A bancada do Partido dos Trabalhadores na Câmara protocolou na Procuradoria–Geral da República, representação contra o ministro do Meio Ambiente, Ricardo Salles, em decorrência de sua omissão em adotar providências para minorar os danos ambientais provocados pelo derramamento de óleo cru no litoral nordestino. Cobrou ainda do procurador-geral Antônio Aras a abertura de inquérito civil e de procedimento de investigação criminal contra o ministro e outras autoridades para apurar sua omissão, prática de improbidade administrativa e outros ilícitos. Requereu também a abertura de ações pertinentes visando a condenação civil, penal e administrativa dos responsáveis pela inação governamental no enfrentamento do problema.

O bravo povo nordestino tem arriscado suas vidas em defesa da vida. Os governadores do Nordeste clamam por ajuda, mas o governo federal age com a mesma agilidade e empenho que agiu quando latifundiários incendiaram a floresta amazônica. Fazem apenas o básico. Deixaram até de orientar como fazer uma destinação correta dos resíduos coletados para evitar contaminações posteriores. Resíduos que o povo poderia reaproveitar para reduzir suas perdas por meio da bioeconomia, caso recebessem apoio e uma adequada orientação.

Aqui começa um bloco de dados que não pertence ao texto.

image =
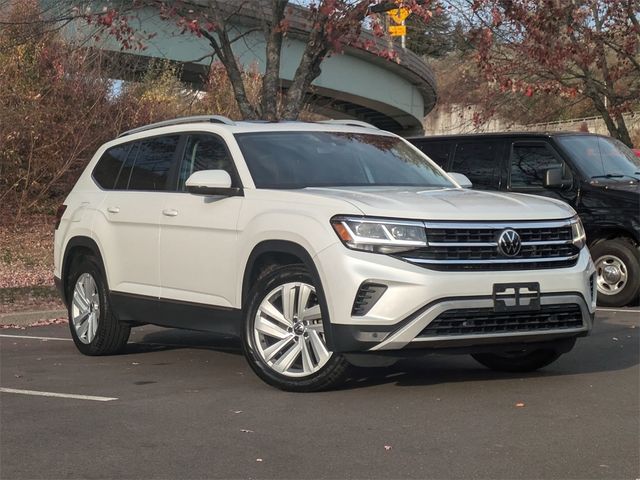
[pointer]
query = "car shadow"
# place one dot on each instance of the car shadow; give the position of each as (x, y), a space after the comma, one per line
(613, 345)
(174, 339)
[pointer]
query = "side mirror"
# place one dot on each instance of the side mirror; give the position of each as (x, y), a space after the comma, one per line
(553, 178)
(461, 179)
(211, 182)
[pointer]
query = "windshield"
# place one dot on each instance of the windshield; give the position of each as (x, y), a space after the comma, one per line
(601, 157)
(331, 159)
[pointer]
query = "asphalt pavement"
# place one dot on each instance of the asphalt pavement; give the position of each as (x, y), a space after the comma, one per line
(186, 405)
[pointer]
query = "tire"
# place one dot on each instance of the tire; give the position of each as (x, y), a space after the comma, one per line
(517, 362)
(286, 347)
(100, 333)
(621, 286)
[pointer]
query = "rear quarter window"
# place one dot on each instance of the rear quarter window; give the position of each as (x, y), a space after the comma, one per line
(108, 167)
(153, 162)
(437, 151)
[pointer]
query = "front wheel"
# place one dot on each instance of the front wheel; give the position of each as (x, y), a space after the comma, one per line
(94, 327)
(617, 264)
(517, 361)
(283, 336)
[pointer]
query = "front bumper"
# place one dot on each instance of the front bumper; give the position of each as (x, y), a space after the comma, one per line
(416, 296)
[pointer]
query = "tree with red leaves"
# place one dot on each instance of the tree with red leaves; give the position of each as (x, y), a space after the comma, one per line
(571, 48)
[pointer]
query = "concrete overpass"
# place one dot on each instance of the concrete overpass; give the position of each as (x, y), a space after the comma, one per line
(356, 84)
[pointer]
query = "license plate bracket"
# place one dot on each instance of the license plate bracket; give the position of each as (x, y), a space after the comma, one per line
(516, 297)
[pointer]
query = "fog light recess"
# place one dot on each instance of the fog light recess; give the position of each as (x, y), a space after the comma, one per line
(367, 296)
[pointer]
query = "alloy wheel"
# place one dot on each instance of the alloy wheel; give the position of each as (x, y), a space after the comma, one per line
(288, 331)
(85, 308)
(612, 275)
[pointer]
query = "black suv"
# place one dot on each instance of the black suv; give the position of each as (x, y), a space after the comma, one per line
(597, 175)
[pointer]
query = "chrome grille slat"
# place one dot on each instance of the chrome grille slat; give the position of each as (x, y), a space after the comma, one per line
(474, 246)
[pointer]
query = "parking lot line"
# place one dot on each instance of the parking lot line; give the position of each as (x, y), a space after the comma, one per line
(34, 338)
(623, 310)
(59, 395)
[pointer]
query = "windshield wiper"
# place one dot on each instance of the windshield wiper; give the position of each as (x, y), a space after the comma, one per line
(617, 175)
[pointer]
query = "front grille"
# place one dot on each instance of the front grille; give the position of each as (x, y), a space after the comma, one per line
(475, 246)
(485, 321)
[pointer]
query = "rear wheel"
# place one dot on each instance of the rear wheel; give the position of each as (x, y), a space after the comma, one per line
(283, 336)
(617, 264)
(94, 328)
(517, 361)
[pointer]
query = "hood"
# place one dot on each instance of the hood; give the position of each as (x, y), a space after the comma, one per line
(446, 203)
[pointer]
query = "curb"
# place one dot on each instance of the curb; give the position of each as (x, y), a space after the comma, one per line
(24, 319)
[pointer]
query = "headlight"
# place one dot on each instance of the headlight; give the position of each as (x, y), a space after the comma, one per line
(380, 236)
(577, 230)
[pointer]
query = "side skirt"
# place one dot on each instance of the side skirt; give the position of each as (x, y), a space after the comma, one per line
(176, 314)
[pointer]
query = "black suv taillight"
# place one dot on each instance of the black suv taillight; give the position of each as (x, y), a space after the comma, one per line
(59, 214)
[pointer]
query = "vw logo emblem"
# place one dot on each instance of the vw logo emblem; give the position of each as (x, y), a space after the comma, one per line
(509, 243)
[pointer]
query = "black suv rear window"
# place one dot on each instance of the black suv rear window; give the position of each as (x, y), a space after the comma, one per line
(480, 162)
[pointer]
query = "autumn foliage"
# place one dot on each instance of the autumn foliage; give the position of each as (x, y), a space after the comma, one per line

Ao esforço dos governadores e do povo nordestino o movimento sindical brasileiro deve se aliar e reivindicar:

  1. Medidas efetivas dos órgãos federais para punição dos responsáveis, já que afirmam ter descoberto o navio responsável pela origem do desastre;
  2. Agilizar a retirada da imensa quantidade de óleo, tanto as que já atingiram Abrolhos, o continente e rios, como as que ainda navegam pelo mar;
  3. Liberação de recursos financeiros para atender as necessidades das famílias e compensar as perdas econômicas nas regiões atingidas;
  4. Ações conjuntas com os governos da região para buscar investimentos para a mitigação dessa tragédia ambiental e econômica para milhares de famílias.

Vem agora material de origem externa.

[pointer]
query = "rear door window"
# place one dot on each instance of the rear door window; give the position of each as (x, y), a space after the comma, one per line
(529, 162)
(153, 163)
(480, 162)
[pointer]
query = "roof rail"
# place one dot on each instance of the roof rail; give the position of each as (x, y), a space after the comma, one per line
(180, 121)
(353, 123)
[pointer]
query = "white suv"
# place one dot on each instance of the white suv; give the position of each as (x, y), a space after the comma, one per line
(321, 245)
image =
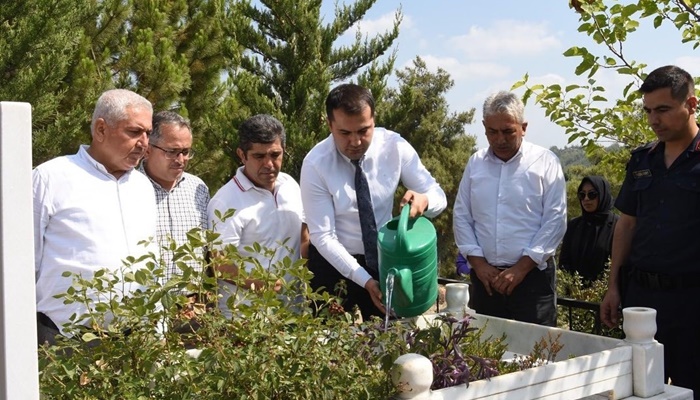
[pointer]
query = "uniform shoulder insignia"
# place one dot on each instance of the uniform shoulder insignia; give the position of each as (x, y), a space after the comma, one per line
(647, 147)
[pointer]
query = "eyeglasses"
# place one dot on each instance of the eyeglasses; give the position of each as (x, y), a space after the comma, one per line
(592, 195)
(172, 154)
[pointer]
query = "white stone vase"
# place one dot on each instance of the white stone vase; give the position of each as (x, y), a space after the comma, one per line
(639, 324)
(457, 297)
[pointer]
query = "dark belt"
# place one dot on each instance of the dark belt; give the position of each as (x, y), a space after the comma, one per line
(659, 281)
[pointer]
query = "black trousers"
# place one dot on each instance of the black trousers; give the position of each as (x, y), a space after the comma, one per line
(326, 277)
(46, 330)
(677, 328)
(533, 300)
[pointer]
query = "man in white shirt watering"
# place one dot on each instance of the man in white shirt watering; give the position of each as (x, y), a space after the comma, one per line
(358, 154)
(509, 217)
(91, 209)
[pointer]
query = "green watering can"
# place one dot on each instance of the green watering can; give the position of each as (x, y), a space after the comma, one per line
(408, 250)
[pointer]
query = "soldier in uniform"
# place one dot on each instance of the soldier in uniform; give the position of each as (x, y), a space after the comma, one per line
(655, 245)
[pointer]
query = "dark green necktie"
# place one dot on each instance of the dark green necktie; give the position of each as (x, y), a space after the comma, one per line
(367, 221)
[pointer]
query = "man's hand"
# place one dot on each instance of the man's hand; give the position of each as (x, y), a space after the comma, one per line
(507, 280)
(486, 274)
(419, 203)
(609, 308)
(375, 293)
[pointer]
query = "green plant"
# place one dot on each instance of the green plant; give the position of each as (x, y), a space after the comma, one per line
(571, 285)
(136, 346)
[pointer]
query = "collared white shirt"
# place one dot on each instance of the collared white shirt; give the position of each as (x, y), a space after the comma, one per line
(85, 220)
(330, 204)
(180, 209)
(271, 220)
(505, 210)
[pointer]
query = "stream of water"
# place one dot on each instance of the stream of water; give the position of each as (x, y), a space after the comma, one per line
(388, 296)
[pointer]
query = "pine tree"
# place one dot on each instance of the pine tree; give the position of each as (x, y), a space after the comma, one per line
(292, 61)
(38, 40)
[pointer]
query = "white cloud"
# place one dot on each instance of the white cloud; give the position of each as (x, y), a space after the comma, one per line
(464, 71)
(381, 25)
(688, 63)
(506, 38)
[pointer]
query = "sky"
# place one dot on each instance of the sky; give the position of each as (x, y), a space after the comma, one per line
(488, 46)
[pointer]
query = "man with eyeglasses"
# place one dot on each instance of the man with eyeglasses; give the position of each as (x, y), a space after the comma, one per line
(181, 197)
(509, 217)
(655, 245)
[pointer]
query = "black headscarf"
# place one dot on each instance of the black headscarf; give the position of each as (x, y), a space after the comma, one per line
(605, 202)
(588, 240)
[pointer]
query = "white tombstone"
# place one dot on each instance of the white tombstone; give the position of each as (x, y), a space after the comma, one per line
(19, 368)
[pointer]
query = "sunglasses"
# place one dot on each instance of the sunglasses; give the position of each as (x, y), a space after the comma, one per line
(172, 154)
(592, 195)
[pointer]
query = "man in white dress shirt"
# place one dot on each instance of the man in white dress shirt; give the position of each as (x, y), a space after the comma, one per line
(182, 198)
(92, 209)
(268, 211)
(509, 217)
(330, 202)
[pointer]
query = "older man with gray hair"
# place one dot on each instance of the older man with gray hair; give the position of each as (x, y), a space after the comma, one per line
(509, 217)
(91, 209)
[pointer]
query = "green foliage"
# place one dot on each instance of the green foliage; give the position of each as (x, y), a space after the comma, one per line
(572, 286)
(157, 343)
(588, 112)
(418, 110)
(271, 348)
(292, 60)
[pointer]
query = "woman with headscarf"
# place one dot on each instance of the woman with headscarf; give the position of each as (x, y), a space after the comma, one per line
(588, 240)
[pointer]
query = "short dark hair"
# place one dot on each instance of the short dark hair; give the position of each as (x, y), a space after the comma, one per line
(261, 128)
(167, 118)
(350, 98)
(670, 76)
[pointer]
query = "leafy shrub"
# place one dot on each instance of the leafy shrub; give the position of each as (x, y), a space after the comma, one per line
(571, 285)
(158, 344)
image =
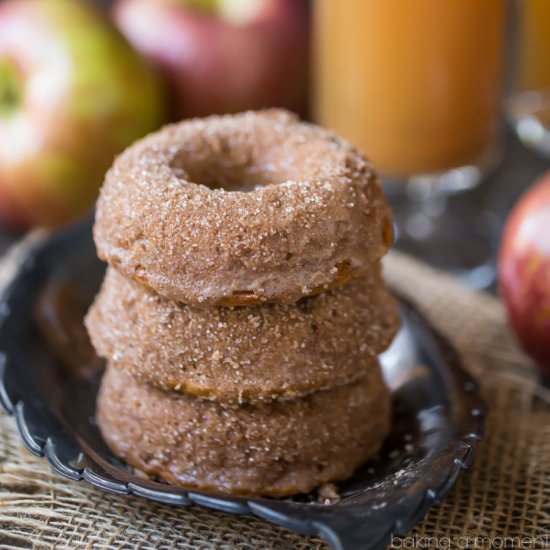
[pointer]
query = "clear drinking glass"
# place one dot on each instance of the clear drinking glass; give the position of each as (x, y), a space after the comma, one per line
(528, 103)
(417, 85)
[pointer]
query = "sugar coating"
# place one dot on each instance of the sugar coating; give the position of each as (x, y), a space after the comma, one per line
(272, 449)
(244, 354)
(240, 209)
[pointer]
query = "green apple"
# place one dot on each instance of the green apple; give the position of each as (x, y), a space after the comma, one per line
(73, 94)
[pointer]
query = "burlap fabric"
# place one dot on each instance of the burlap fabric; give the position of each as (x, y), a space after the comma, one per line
(506, 494)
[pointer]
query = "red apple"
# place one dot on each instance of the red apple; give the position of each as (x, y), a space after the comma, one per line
(524, 270)
(223, 56)
(73, 93)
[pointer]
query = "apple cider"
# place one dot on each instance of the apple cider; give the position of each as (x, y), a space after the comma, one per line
(416, 84)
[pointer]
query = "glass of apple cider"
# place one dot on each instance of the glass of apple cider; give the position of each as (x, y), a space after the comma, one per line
(415, 84)
(528, 103)
(418, 85)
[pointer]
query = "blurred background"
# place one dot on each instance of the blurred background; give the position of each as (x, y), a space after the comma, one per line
(450, 100)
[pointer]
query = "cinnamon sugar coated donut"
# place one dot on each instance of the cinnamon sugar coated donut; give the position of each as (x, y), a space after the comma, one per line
(272, 449)
(244, 354)
(240, 209)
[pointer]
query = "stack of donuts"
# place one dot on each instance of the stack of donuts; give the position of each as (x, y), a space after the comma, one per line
(243, 309)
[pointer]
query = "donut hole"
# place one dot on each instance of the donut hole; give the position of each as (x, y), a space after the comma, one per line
(237, 163)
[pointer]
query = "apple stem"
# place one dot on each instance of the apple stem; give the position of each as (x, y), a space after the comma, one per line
(10, 89)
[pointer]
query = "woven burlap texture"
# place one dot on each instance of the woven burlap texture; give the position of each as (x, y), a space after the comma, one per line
(506, 493)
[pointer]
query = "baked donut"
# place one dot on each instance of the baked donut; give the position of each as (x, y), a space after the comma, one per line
(244, 354)
(271, 449)
(241, 209)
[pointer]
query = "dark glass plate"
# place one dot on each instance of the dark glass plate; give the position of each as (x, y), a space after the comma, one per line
(437, 415)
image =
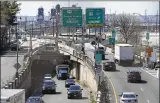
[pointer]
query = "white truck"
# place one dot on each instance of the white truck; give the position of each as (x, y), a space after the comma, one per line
(124, 54)
(12, 95)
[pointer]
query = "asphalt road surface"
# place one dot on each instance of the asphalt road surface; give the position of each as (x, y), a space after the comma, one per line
(147, 90)
(61, 95)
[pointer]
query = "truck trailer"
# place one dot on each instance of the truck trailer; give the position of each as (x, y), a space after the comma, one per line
(12, 95)
(124, 54)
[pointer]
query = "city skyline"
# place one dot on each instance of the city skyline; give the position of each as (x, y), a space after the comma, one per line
(151, 7)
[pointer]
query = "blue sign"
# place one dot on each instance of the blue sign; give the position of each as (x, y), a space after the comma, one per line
(98, 58)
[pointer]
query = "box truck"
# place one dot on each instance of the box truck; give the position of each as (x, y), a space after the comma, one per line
(124, 54)
(12, 95)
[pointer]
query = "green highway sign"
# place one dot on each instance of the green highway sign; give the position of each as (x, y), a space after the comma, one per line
(111, 40)
(95, 17)
(72, 17)
(147, 36)
(113, 33)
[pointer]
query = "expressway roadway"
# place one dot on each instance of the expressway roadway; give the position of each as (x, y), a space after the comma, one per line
(8, 60)
(148, 90)
(61, 95)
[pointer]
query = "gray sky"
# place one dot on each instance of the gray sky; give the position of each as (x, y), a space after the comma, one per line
(29, 8)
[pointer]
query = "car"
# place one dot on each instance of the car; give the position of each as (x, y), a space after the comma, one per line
(35, 99)
(69, 82)
(49, 86)
(47, 75)
(74, 91)
(14, 47)
(128, 97)
(24, 39)
(93, 43)
(109, 65)
(133, 75)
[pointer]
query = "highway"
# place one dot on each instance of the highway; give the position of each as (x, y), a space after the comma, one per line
(9, 59)
(61, 96)
(148, 90)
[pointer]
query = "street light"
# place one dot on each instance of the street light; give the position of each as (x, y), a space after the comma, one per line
(147, 32)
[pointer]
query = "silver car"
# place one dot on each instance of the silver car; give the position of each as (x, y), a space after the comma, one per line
(128, 97)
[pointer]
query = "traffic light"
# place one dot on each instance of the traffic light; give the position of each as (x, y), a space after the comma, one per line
(58, 8)
(12, 20)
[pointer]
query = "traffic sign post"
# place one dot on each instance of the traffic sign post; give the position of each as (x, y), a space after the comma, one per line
(113, 33)
(98, 58)
(72, 17)
(17, 66)
(111, 40)
(147, 36)
(95, 17)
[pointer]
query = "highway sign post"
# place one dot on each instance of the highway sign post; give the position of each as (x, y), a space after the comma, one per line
(98, 58)
(95, 17)
(111, 40)
(72, 17)
(147, 36)
(17, 66)
(113, 33)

Fica cada vez mais evidente que a origem desses vários e sistemáticos desastres e crimes ambientais está nesse modelo predatório de “desenvolvimento” econômico, que, além de não ter de sustentabilidade e prejudicar as gerações futuras, destrói a capacidade do Estado de fiscalizar e punir os criminosos. E, por fim, reduz a capacidade do Estado de ser um agende indutor de um desenvolvimento socialmente justo e ambientalmente sustentável

É preciso um amplo engajamento da sociedade civil organizada na defesa da vida. Como se já não bastassem os riscos de vida que o povo corre frente ao ódio e uso de armas incentivados pelo presidente da República, seus familiares e aliados, a vida sofre ainda com a liberação de agrotóxicos assassinos e pelas ações empresariais centradas no lucro a qualquer preço.

As lutas por direitos trabalhistas, previdenciários, sociais e sindicais estão umbilicalmente ligadas às lutas pelo direito à vida, razão primeira dos combates aos quais tem se dedicado a Central Única dos Trabalhadores.